Coppola CL, Enns RM, Grandin T. (2006) Noise in the Animal Shelter Environment: Building Design and the Effects of Daily Noise Exposure, Journal of Applied Animal Welfare Science, 9:1, 1-7, DOI: 10.1207/
Research question: Anyone who has ever stepped foot in an animal shelter knows the sound barrier from barking dogs can be intense, but how loud do noise levels actually get—and in what ways might the intensity of that sound affect the animals, shelter workers/volunteers and potential adopters? Currently, there are no policies that limit noise levels in dog kennels, but should there be? Should shelter design be adjusted using noise-reduction construction techniques and building materials? What changes can be made to do so?
Sample: Study authors measured noise levels at an animal shelter that was constructed in 1999. The shelter was not built using sound-reduction techniques or materials. The sample included noise measurements in five indoor spaces that held dogs: large adoptable, large stray, small adoptable, small stray and front intake. Among those, the largest space was the large adoptable (880 square feet and 34.25 dogs), followed by large stray (485 square feet and 15 dogs), small adoptable (285 square feet and 9.8 dogs), small stray (258 square feet and 9 dogs) and front intake (240 square feet and 4 dogs).
Methodology: Over a continuous 84-hour period (including a full weekend, where sound is likely loudest with adopter foot traffic), the researchers used wall-mounted dosimeters to take measurements in each of the five dog-holding spaces. Authors noted that the dosimeter type (Q-200, Quest Technologies) and weighting (A) used in this report are commonly used to measure sound levels in work environments and to enforce Occupational Safety and Health administration regulations (OSHA).
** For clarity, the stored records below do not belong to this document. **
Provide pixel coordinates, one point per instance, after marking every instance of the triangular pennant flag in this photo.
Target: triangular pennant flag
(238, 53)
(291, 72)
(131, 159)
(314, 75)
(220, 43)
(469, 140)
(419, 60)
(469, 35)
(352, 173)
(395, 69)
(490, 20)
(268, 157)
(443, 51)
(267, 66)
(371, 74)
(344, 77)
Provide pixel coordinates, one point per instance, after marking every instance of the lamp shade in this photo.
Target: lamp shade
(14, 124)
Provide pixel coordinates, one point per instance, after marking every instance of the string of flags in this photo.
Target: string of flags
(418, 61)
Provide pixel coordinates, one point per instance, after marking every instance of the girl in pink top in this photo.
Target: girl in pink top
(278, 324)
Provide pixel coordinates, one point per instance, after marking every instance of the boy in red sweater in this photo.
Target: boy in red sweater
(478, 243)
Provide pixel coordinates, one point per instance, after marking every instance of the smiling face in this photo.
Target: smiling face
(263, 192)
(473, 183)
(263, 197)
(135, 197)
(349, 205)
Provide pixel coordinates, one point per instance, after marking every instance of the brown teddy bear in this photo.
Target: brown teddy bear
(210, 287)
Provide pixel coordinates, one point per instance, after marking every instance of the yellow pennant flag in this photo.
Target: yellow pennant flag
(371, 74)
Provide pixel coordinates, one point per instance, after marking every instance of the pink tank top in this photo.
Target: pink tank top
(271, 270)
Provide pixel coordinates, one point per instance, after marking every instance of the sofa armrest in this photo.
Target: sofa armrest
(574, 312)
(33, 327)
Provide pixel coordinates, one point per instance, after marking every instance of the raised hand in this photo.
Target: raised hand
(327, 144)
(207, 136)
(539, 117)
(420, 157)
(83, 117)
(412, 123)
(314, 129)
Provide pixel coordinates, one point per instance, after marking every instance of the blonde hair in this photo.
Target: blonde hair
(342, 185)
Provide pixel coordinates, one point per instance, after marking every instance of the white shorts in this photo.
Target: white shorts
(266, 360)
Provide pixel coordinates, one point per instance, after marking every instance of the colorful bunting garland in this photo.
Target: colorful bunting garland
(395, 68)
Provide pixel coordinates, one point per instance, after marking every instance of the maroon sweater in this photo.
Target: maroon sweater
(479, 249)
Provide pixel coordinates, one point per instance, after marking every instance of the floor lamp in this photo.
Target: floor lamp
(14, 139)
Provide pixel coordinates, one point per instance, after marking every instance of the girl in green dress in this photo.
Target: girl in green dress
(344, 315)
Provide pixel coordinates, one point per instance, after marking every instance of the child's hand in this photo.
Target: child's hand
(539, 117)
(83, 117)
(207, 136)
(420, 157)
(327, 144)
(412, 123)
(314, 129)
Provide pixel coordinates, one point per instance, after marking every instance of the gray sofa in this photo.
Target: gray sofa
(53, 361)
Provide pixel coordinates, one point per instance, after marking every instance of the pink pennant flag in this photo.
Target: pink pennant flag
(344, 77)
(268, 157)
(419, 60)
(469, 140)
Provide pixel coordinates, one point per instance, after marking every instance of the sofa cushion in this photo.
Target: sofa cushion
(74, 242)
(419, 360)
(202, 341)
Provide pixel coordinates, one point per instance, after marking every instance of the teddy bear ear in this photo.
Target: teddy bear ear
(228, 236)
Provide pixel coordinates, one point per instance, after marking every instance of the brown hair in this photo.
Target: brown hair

Findings: On many occasions, the peak noise levels exceeded the measuring capacity of the dosimeter (118.9 dBA), which is nearly comparable with the noise of a propeller aircraft. The loudest measurements were taken in the large adoptable area, which is not surprising given the foot traffic these rooms see and the barking capacity of the dogs within it. Authors noted that the loud noise of the large adoptable room carried over into other spaces of the shelter, affecting sound levels in those as well. And while there were numerical differences between all rooms, those differences were not statistically significant. Among the two loudest rooms (large adoptable and large stray), sound levels exceeded the OSHA regulation for workers (90 dBA, or nearly as loud as a subway train) more than half time. If shelters carried the same standards for human dwellings, for example, they would have a mean sound level of 45 dBA. But without regulations, noise will continue to be an overlooked factor and reduce the animals’ welfare.
This burden is three-fold—affecting the animals, employees and public looking to adopt. Specific to the dogs, who don’t get the ear protection a standard OSHA-protected worker might yet have ears more sensitive than a human’s, the effect can impact the animals’ stress levels, as well as their behavioral, psychological and anatomical responses (impacting their adoptability). And as authors suggest, the noise can be overwhelming for potential adopters, who may cut their search short as a result.
But how can facilities do this? More noise absorption is a start—preferably through self-contained “apartment-style” rooms instead of traditional kennels, which absorb the noise internally and also allow more noise-cutting socialized sleeping. Also, facility planners could add more playgroup areas, as a tired dog is often a quieter one. The SPCA, San Francisco Society for the Prevention of Cruelty to Animals and other organizations have embraced these concepts.
Limitations: This study took place in one facility, which limits the representative potential to portray a large sample of shelters nationwide. Also, the shelter was not built using sound-reduction techniques or materials, such as those recommended by study authors, so information is limited regarding those techniques’ success in sound reduction. Future studies could focus on the success of those building adjustments in reducing shelter sound, compare methods in doing so, and/or assess the viability of shelter noise policies on the local, statewide or national levels.